Les archives du recrutement militaire ont été considérablement mises en lumière avec le centenaire de la première guerre mondiale. Personnellement, je les avais découvertes au fur et à mesure de leur mise en ligne : la base de données de Mémoire des hommes à la fin 2003, les registres matricules sur les sites des Archives Départementales aux alentours de 2010 — je ne sais plus la date exacte. Je ne répéterai donc pas ce que d'autres ont déjà fort bien dit ailleurs : les guides pour explorer ces archives sont légion sur internet. Du moins c'est le cas pour la période postérieure aux environs de 1870. Le recrutement, à cette époque, a été considérablement réorganisé. J'écrirai plus un article sur la période antérieure.

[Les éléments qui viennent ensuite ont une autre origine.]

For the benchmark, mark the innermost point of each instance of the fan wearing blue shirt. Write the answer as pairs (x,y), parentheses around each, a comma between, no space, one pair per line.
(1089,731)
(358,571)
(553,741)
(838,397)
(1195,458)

Le meilleur site que j'ai pu trouver est Le parcours du combattant 14-18 : extrêmemement détaillé, il reconstitue entre autres à partir des textes réglementaires de l'époque chaque étape du passage de l'individu dans l'administration militaire. Je vais tout de même résumer ce qui nous intéresse ici.

Soldats et civils

Le recrutement militaire nous offre pour sources situationnelles des listes nominatives et des fichiers individuels. Un premier problème donc : tout le monde n'ayant pas fait son service (des réformés à ceux qui ont eu le bon numéro à l'époque du tirage au sort), tout le monde n'a pas laissé de document individuel. Les index, comme les tables pour les sources primaires, ont la même fonction : nous guider vers le document individuel. Mais elles constituent également une source complémentaire concernant les individus qui restèrent hors du circuit militaire.

Comme d'habitude, les femmes sont exclues de ces sources.

Les archives du recrutement militaire offrent donc pour sources à la généalogie situationnelle :

— Les index des registres matricules, qui permettent de connaître le numéro d'une fiche individuelle. Ces tables sont toutes numérisées.

Les répertoires des matricules numérisés aux AD59 1867-1932

Les répertoires des matricules numérisés aux AD62 1866-1930

— Les listes préparatoires (listes de recrutement et de tirage au sort) : elles nous donnent des informations supplémentaires, comme les aptitudes dans tel ou tel domaine (musique, sport, etc...) et surtout ce sont les seules traces du passage des réformés et de tous ceux qui furent exclus du service militaire dans cette administration. N'oublions pas que les registres matricules ne concernent qu'une partie des hommes d'une génération. Les listes de recrutement sont indispensables pour élargir ce champ. Ces listes ne sont pas numérisées, et ne le seront vraisemblablement jamais par les services d'archives eux-mêmes, puisqu'elles restent la plupart du temps un doublon partiel des registres matricules. À part les informations concernant les aptitudes individuelles qui serviront à orienter le recrutement, le reste est reporté de manière identique dans les fiches matricules. Une exception, cependant : nous avons également les informations détaillées de ceux qui sont passés devant la commission, mais qui ont été réformés. C'est également une bonne alternative aux registres détruits, comme c'est le cas pour Dunkerque et Valenciennes. Comme vous pouvez le voir sur mes deux exemples, les listes sont inégales en contenu selon les années.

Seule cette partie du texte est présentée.